Gasolution GmbH
General Terms and Conditions
of Gasolution GmbH for maintenance and service work
Section 1 – Scope
- These General Terms and Conditions apply to all contracts for maintenance and/or service work between Gasolution GmbH as contractor and the customer as client. They apply only where the client is a business operator within the meaning of Section 14 of the German Civil Code (BGB), a legal entity under public law, or a special fund under public law. Unless otherwise agreed, the version valid at the time the order is placed, or the version most recently communicated to the client in text form, shall also apply to future contracts of the same kind without our having to refer to it again in each individual case.
- Our General Terms and Conditions apply exclusively. Any terms of the client that deviate from, conflict with, or supplement ours become part of the contract only if and to the extent we have expressly agreed to their application. This requirement of consent applies in every case, including where the client refers to its own terms when placing an order and we do not expressly object.
- Individual agreements (e.g. framework supply agreements, quality assurance agreements, cooperation agreements) and the details in our order confirmation take precedence over these General Terms and Conditions.
- Legally significant declarations and notices from the client relating to the contract (e.g. setting a deadline, notice of defects, withdrawal or reduction) must be made in writing. "In writing" for the purposes of these terms includes written and text form (e.g. letter, email, fax). Statutory formal requirements and any further evidence required, particularly where there is doubt as to the identity of the party making the declaration, remain unaffected.
- References to the applicability of statutory provisions are for clarification only. The statutory provisions therefore apply even without such clarification, unless directly amended or expressly excluded in these General Terms and Conditions.
Section 2 – Conclusion and Content of the Contract
- The scope of the maintenance/service work owed is determined by the respective order relationship.
- Our offers are subject to change and non-binding, unless bindingness is expressly declared in writing.
Section 3 – Remuneration
- Payment for our services is due, without deduction, within 14 days of invoicing and delivery or acceptance. We are entitled at any time, including within an ongoing business relationship, to carry out services wholly or partly only against advance payment. We will declare any such reservation at the latest with the order confirmation.
- The client has rights of set-off or retention only to the extent that its claim has been finally established by a court or is undisputed. In the event of defects in our services, the client’s counter-rights remain unaffected.

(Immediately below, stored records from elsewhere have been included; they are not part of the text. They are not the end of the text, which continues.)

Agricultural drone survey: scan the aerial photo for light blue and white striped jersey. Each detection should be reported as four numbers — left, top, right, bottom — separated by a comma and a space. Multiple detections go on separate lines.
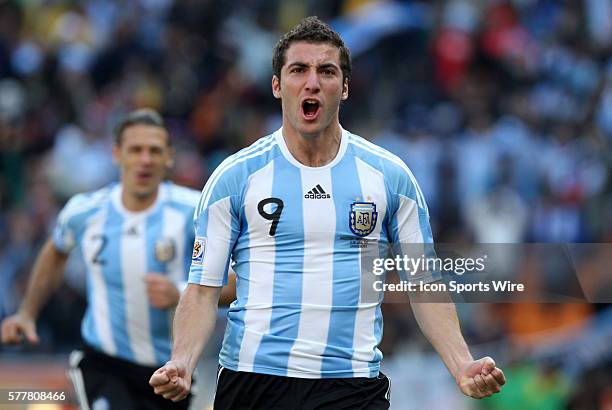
189, 129, 433, 378
53, 182, 199, 366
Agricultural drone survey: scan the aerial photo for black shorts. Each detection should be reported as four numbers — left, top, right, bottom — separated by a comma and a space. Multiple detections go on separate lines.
69, 347, 191, 410
214, 367, 391, 410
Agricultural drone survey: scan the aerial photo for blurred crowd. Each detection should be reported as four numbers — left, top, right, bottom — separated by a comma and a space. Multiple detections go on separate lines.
0, 0, 612, 409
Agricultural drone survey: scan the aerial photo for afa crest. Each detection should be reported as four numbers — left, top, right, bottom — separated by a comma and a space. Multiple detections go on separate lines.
349, 202, 378, 236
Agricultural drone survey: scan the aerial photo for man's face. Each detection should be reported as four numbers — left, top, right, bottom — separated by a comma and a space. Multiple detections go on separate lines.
113, 124, 173, 197
272, 41, 348, 137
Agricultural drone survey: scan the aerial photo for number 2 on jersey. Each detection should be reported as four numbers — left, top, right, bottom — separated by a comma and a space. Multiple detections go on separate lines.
91, 235, 108, 265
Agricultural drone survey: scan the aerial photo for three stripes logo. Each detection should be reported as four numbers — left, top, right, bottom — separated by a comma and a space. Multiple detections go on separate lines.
304, 184, 331, 199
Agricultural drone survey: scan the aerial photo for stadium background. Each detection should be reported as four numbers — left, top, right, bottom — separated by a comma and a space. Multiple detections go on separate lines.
0, 0, 612, 409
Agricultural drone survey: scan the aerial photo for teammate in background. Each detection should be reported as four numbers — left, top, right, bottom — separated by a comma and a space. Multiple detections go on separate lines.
150, 17, 505, 410
2, 109, 199, 410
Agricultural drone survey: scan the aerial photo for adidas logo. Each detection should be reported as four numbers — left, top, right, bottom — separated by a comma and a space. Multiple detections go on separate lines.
304, 184, 331, 199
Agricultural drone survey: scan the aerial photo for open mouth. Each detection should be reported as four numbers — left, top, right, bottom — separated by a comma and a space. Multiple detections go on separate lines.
302, 100, 320, 120
136, 172, 153, 183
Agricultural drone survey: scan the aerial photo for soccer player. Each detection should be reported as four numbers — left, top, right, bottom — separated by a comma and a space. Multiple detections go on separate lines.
150, 17, 504, 410
2, 109, 199, 410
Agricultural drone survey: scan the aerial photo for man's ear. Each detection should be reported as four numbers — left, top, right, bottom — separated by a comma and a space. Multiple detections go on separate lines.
166, 147, 176, 170
272, 75, 280, 100
342, 78, 348, 101
113, 144, 121, 166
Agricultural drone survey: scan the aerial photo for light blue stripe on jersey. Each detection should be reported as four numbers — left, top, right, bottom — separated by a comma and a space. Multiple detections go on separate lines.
81, 266, 102, 351
219, 204, 251, 366
143, 210, 170, 363
194, 134, 275, 216
321, 155, 363, 377
368, 305, 384, 377
53, 194, 100, 252
101, 206, 134, 361
253, 156, 304, 371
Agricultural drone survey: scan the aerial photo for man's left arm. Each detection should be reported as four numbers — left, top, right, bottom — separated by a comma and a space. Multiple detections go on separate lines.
411, 292, 506, 399
388, 159, 506, 399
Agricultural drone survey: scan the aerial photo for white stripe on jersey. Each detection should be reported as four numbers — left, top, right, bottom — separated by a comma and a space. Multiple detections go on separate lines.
239, 161, 275, 372
287, 168, 336, 377
163, 208, 186, 284
351, 157, 387, 366
194, 134, 276, 217
200, 196, 232, 286
120, 216, 156, 365
349, 134, 427, 210
81, 209, 117, 355
395, 195, 423, 244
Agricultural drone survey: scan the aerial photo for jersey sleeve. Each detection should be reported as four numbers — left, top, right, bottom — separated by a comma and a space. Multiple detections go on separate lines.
388, 164, 440, 282
52, 194, 85, 253
189, 167, 240, 286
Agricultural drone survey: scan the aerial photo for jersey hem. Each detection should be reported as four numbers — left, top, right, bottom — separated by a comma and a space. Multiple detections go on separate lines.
219, 360, 380, 379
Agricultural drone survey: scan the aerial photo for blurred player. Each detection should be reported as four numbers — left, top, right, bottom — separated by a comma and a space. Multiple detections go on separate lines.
150, 17, 504, 410
2, 109, 199, 410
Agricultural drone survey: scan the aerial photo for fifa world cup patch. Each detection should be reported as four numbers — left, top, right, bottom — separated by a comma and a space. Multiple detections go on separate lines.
155, 238, 176, 263
191, 237, 206, 266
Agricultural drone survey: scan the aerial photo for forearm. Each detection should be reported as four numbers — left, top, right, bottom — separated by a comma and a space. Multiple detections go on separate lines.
172, 284, 221, 374
411, 294, 473, 379
19, 239, 68, 319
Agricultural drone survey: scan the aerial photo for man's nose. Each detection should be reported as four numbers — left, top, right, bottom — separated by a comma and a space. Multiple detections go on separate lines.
140, 149, 153, 164
306, 70, 321, 93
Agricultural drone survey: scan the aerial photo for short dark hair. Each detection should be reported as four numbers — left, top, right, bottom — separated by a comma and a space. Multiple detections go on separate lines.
272, 16, 351, 83
114, 108, 171, 145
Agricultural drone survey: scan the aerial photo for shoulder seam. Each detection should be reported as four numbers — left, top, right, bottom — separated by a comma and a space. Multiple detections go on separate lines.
349, 134, 427, 210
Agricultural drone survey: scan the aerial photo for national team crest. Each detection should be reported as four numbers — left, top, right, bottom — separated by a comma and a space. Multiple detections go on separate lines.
191, 237, 206, 266
349, 202, 378, 236
155, 238, 176, 263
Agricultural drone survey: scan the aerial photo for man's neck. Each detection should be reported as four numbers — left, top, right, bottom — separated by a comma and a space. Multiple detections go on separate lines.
283, 123, 342, 167
121, 188, 159, 212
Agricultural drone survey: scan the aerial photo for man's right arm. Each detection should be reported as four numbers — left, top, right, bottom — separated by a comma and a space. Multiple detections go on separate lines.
1, 239, 68, 343
149, 284, 221, 401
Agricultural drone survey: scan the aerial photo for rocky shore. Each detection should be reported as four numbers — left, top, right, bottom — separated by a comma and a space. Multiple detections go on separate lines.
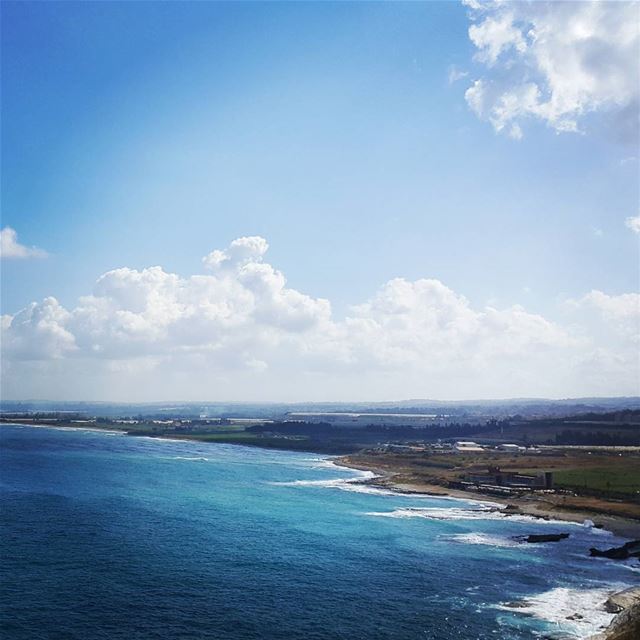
334, 456, 640, 536
589, 587, 640, 640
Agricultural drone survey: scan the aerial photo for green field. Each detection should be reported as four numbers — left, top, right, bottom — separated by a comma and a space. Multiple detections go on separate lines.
553, 465, 640, 497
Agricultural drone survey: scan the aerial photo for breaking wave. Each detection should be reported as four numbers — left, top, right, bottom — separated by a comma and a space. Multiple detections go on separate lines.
496, 585, 624, 638
441, 532, 521, 547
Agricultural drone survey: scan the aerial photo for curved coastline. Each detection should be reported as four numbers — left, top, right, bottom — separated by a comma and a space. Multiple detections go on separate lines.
332, 456, 640, 539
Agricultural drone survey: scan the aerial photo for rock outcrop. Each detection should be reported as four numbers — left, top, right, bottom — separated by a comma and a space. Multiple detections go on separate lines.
590, 587, 640, 640
589, 540, 640, 560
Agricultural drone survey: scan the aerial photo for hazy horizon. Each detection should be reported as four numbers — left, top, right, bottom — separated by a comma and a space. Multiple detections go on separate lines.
0, 0, 640, 402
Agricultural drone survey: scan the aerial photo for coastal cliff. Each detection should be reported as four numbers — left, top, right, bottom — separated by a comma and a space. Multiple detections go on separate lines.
589, 587, 640, 640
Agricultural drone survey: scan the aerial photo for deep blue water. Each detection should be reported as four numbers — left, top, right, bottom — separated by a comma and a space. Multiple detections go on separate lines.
0, 426, 640, 640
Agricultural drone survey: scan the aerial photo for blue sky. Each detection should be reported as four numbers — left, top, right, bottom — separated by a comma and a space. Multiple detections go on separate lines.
2, 2, 638, 400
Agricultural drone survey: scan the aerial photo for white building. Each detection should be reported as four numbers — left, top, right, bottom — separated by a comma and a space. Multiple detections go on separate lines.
453, 440, 484, 453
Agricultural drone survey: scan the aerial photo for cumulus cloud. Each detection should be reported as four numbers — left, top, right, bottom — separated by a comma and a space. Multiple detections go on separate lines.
624, 216, 640, 233
447, 64, 469, 84
2, 237, 638, 399
465, 0, 640, 140
0, 227, 47, 258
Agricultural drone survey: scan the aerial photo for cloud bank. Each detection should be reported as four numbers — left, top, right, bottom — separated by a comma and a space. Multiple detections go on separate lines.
0, 227, 47, 259
2, 237, 640, 400
464, 0, 640, 144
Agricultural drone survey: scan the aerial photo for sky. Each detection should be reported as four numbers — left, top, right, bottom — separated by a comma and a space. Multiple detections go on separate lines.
0, 0, 640, 401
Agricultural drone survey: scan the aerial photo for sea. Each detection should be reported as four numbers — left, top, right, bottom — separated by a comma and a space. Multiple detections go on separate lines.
0, 425, 640, 640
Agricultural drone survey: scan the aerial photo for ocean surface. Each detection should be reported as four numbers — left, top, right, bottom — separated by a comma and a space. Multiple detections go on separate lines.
0, 426, 640, 640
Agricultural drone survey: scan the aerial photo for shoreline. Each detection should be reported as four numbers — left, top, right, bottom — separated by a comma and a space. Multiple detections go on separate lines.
332, 456, 640, 540
4, 423, 640, 640
0, 422, 640, 539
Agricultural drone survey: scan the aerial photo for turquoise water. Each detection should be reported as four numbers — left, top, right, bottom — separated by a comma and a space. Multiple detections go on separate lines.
0, 426, 640, 640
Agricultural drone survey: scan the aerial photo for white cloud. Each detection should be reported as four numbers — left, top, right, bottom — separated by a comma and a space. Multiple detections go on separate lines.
624, 216, 640, 233
2, 237, 637, 400
568, 290, 640, 342
465, 0, 640, 140
0, 227, 47, 258
447, 64, 469, 84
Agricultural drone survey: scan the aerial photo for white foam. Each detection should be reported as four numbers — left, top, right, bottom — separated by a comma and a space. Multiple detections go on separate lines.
498, 585, 625, 638
441, 532, 520, 547
364, 507, 507, 520
6, 423, 127, 436
269, 471, 396, 495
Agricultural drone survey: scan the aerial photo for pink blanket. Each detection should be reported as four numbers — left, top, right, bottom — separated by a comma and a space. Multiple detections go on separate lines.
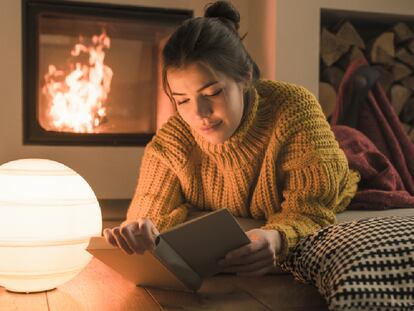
330, 60, 414, 209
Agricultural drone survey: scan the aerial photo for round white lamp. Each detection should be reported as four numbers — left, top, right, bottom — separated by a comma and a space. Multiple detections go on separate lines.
0, 159, 102, 292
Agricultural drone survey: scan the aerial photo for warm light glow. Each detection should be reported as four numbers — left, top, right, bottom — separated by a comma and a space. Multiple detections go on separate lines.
43, 32, 113, 133
0, 159, 102, 292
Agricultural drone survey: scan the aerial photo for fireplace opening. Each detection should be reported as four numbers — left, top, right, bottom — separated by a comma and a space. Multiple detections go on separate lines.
23, 0, 193, 145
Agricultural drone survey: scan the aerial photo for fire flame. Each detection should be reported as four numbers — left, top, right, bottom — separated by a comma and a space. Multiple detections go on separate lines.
43, 32, 113, 133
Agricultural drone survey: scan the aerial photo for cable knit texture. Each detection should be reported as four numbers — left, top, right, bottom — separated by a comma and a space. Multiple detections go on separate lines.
127, 80, 359, 260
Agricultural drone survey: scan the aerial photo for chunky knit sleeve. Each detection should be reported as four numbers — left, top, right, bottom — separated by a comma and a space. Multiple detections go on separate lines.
127, 147, 187, 232
264, 86, 358, 259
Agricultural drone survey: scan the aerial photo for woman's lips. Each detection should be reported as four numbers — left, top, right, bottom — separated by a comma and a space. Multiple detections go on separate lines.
200, 121, 221, 132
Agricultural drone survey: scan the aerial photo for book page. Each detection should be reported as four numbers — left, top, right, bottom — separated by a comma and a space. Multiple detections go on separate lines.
160, 209, 250, 278
86, 237, 191, 290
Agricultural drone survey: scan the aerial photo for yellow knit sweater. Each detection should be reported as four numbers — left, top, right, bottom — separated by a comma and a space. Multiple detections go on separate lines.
127, 80, 359, 258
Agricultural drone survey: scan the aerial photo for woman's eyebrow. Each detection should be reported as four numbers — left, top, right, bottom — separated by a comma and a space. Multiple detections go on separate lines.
171, 81, 218, 96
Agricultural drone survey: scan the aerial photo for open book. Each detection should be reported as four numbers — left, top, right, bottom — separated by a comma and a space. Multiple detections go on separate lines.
87, 209, 250, 290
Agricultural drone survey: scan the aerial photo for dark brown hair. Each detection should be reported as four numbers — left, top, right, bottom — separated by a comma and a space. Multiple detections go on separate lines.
162, 1, 260, 101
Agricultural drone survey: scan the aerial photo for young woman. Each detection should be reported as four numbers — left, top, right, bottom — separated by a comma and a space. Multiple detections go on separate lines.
104, 1, 359, 276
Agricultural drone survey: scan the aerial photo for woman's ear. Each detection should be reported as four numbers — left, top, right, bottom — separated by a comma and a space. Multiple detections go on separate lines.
243, 69, 253, 90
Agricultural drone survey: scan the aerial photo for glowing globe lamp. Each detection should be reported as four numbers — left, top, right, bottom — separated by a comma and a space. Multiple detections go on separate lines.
0, 159, 102, 292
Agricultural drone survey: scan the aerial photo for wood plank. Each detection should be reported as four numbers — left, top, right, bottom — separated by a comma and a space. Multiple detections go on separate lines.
233, 274, 328, 311
147, 276, 271, 311
0, 287, 49, 311
47, 258, 161, 311
147, 274, 328, 311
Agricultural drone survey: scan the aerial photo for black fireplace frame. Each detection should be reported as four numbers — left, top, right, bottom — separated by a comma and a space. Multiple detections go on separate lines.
21, 0, 193, 146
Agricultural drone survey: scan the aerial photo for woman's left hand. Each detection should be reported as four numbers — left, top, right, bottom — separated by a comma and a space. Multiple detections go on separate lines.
218, 229, 282, 276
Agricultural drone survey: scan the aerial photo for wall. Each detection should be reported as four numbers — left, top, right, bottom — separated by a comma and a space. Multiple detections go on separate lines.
0, 0, 275, 198
275, 0, 414, 95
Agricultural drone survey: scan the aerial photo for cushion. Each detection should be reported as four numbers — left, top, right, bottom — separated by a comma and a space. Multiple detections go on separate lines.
282, 216, 414, 311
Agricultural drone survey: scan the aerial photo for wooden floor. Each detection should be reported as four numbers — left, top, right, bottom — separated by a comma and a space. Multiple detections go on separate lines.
0, 259, 327, 311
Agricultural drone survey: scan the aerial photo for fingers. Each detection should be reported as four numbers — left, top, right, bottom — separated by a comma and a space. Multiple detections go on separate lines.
103, 228, 118, 246
120, 222, 145, 254
219, 247, 274, 267
137, 218, 157, 249
103, 218, 159, 254
112, 227, 134, 254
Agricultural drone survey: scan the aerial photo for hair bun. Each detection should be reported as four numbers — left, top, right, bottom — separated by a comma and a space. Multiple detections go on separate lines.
204, 1, 240, 31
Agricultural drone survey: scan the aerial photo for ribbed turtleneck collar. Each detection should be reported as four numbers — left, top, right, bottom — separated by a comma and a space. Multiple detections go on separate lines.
180, 87, 272, 168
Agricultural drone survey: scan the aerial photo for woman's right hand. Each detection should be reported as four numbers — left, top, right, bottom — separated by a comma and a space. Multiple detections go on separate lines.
103, 218, 159, 255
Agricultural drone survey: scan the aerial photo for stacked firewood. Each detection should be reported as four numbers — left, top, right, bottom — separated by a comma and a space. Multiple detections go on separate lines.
319, 21, 414, 142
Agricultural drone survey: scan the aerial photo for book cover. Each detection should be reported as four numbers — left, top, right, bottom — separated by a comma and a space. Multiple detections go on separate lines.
87, 209, 250, 291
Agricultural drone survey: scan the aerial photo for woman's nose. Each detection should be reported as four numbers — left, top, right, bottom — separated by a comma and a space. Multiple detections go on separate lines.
196, 96, 213, 118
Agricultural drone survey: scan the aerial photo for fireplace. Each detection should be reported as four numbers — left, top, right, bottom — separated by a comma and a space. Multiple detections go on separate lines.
22, 0, 193, 145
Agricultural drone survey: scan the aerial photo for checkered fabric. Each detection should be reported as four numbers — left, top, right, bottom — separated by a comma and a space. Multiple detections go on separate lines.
282, 216, 414, 311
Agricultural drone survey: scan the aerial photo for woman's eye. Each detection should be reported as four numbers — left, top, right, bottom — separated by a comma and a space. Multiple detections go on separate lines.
205, 89, 223, 97
177, 99, 189, 105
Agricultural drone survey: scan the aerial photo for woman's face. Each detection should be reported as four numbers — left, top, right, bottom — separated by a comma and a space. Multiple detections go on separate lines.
167, 63, 244, 144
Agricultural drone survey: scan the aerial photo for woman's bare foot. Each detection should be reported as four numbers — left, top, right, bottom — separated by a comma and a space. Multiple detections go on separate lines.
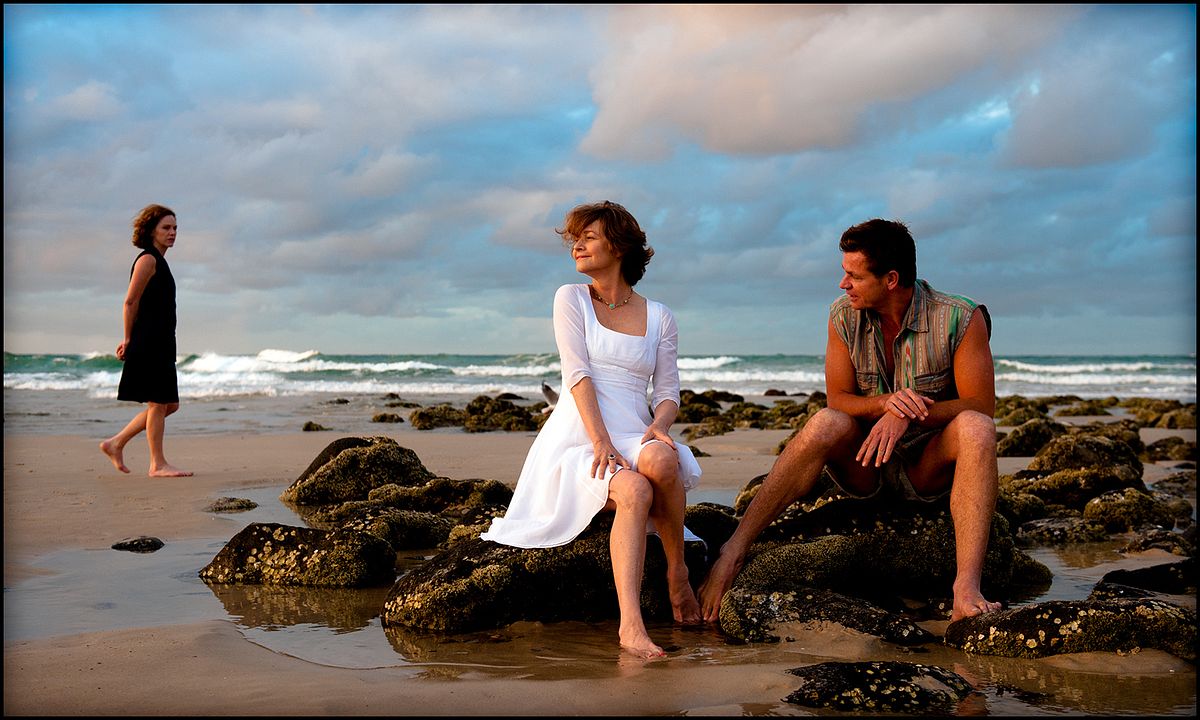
667, 565, 704, 625
620, 632, 667, 660
950, 588, 1004, 623
147, 464, 193, 478
100, 439, 130, 473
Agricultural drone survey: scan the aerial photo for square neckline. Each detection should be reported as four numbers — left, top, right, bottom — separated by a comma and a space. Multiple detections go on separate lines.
578, 283, 650, 340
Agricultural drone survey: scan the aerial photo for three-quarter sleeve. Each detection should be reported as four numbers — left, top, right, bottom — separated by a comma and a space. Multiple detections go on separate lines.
554, 284, 592, 394
650, 305, 679, 409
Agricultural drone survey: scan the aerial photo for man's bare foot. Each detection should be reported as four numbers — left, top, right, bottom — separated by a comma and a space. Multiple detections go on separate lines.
950, 588, 1004, 623
100, 440, 130, 473
667, 565, 704, 625
700, 552, 742, 623
148, 464, 193, 478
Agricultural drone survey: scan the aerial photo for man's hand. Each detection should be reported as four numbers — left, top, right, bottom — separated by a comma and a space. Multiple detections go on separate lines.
883, 388, 934, 422
854, 413, 908, 468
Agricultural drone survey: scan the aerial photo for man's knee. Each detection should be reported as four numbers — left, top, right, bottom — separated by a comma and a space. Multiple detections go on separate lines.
788, 408, 858, 448
947, 410, 996, 451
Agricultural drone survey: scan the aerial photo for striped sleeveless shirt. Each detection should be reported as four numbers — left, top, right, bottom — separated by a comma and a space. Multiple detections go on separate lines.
829, 280, 991, 401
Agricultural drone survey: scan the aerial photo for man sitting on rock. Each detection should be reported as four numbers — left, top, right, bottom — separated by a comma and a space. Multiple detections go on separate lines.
700, 220, 1001, 622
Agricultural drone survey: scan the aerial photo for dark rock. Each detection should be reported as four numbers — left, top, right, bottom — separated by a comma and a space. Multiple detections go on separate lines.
946, 598, 1196, 661
383, 514, 704, 632
1004, 466, 1146, 510
1121, 529, 1195, 557
1100, 558, 1196, 595
113, 535, 163, 552
996, 487, 1046, 527
784, 660, 974, 715
720, 583, 934, 646
293, 437, 374, 485
280, 437, 434, 505
1027, 434, 1142, 478
200, 523, 396, 588
408, 403, 467, 430
1016, 517, 1109, 546
683, 503, 738, 560
996, 416, 1067, 457
1084, 487, 1175, 533
1141, 436, 1196, 462
205, 498, 258, 512
342, 508, 456, 552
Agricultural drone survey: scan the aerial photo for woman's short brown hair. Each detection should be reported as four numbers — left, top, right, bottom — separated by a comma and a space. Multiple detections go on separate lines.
133, 205, 175, 250
554, 200, 654, 287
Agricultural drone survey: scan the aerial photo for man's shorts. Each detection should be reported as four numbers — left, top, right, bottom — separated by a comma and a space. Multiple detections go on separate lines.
826, 430, 950, 503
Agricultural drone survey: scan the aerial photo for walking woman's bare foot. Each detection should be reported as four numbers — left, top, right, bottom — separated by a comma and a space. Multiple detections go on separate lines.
100, 440, 130, 473
667, 566, 704, 625
148, 464, 193, 478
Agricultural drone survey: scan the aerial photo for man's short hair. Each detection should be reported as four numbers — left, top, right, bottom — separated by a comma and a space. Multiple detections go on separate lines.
838, 217, 917, 288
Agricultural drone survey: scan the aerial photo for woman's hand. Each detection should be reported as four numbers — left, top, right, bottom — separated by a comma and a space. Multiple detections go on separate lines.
642, 424, 674, 448
592, 440, 629, 479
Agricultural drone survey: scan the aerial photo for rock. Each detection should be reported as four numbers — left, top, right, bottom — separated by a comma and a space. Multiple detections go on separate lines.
1004, 466, 1146, 510
944, 599, 1196, 661
1141, 436, 1196, 462
720, 583, 934, 646
341, 508, 456, 552
383, 514, 704, 632
200, 523, 396, 588
784, 660, 974, 715
408, 403, 467, 430
113, 535, 164, 552
1016, 517, 1108, 546
371, 413, 404, 422
996, 416, 1067, 457
1084, 487, 1175, 533
1100, 558, 1196, 595
205, 498, 258, 512
280, 437, 434, 505
1018, 434, 1142, 478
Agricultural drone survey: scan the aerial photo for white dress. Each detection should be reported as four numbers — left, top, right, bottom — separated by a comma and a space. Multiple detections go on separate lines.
481, 284, 700, 547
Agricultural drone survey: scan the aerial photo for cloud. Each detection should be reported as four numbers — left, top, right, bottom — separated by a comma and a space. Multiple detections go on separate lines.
582, 5, 1080, 158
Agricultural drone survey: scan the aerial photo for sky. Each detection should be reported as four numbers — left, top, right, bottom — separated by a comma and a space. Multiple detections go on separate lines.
4, 5, 1196, 356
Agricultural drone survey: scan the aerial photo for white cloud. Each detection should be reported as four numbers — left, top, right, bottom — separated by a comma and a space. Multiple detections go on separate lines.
582, 5, 1079, 158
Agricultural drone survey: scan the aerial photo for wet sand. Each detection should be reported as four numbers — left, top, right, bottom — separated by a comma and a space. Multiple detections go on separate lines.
4, 415, 1195, 715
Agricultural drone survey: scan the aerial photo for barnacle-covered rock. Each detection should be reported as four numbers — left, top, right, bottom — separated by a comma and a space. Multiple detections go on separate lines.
944, 598, 1196, 661
784, 661, 976, 715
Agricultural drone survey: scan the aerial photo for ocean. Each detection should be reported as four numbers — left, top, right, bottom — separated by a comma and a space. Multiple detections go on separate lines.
4, 349, 1196, 402
4, 349, 1196, 437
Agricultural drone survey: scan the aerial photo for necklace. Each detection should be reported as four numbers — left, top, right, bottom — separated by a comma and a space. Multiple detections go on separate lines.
588, 284, 634, 310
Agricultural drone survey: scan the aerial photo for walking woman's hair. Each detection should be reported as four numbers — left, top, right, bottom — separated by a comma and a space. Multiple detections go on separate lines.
133, 205, 175, 250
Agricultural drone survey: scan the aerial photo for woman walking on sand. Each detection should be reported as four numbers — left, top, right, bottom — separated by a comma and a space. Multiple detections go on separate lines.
100, 205, 192, 478
482, 202, 701, 658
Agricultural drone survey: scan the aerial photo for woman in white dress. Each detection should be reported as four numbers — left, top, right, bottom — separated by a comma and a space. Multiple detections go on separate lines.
482, 202, 702, 658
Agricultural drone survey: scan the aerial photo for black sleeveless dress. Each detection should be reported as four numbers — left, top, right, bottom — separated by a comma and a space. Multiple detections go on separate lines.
116, 247, 179, 403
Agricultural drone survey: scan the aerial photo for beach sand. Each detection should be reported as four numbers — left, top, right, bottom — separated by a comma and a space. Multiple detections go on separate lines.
4, 426, 1195, 715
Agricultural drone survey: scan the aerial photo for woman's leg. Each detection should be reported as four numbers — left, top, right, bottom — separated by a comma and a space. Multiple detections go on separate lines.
146, 402, 192, 478
100, 410, 149, 473
637, 443, 703, 625
605, 470, 666, 658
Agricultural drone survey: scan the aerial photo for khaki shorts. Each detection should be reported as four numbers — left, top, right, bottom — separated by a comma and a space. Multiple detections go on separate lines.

- If, after conclusion of the contract, it becomes apparent (e.g. through a petition to open insolvency proceedings) that our claim to payment is jeopardised by the client’s inability to pay, we are entitled, in accordance with statutory provisions, to refuse performance and – where applicable after setting a deadline – to withdraw from the contract (Section 321 BGB). Statutory provisions on dispensing with the need to set a deadline remain unaffected.
Section 4 – Client Cooperation/Default of Acceptance
- If the client falls into default of acceptance, fails to perform an act of cooperation, or our performance is delayed for other reasons attributable to the client, we are entitled to claim compensation for the resulting damage, including any additional expenses.
- Unless otherwise agreed, the client shall provide us with the technical documentation required for the equipment to be serviced and any other documents needed to carry out the order.
Section 5 – Liability
- Unless otherwise stated in these General Terms and Conditions, including the provisions below, we are liable for breaches of contractual or non-contractual duties in accordance with statutory provisions.
- We are liable for damages – irrespective of the legal grounds – on the basis of fault, in cases of intent and gross negligence. In cases of simple negligence, and subject to statutory limitations of liability (e.g. care in one’s own affairs; minor breach of duty), we are liable only
- a) for damages arising from injury to life, body or health;
- b) for damages arising from the breach of a material contractual obligation (an obligation whose fulfilment is essential to the proper performance of the contract in the first place and on whose observance the contractual partner regularly relies and may rely); in this case, however, our liability is limited to compensation for foreseeable, typically occurring damage.
- The limitations of liability arising from paragraph 2 also apply in favour of third parties and in the event of breaches of duty by persons (including for their benefit) whose fault we are responsible for under statutory provisions.
Section 6 – Governing Law and Place of Jurisdiction
- These General Terms and Conditions and the contractual relationship between us and the client are governed by the law of the Federal Republic of Germany.
- If the client is a merchant within the meaning of the German Commercial Code, a legal entity under public law, or a special fund under public law, our place of business in Unna shall be the exclusive – including international – place of jurisdiction for all disputes arising directly or indirectly from the contractual relationship. The same applies if the client is a business operator within the meaning of Section 14 BGB. We are, however, in all cases also entitled to bring an action at the place of performance of the obligation or at the client’s general place of jurisdiction. Overriding statutory provisions, in particular regarding exclusive jurisdiction, remain unaffected.
This English page is a courtesy translation of the German General Terms and Conditions. In case of any discrepancy, the German version is legally binding.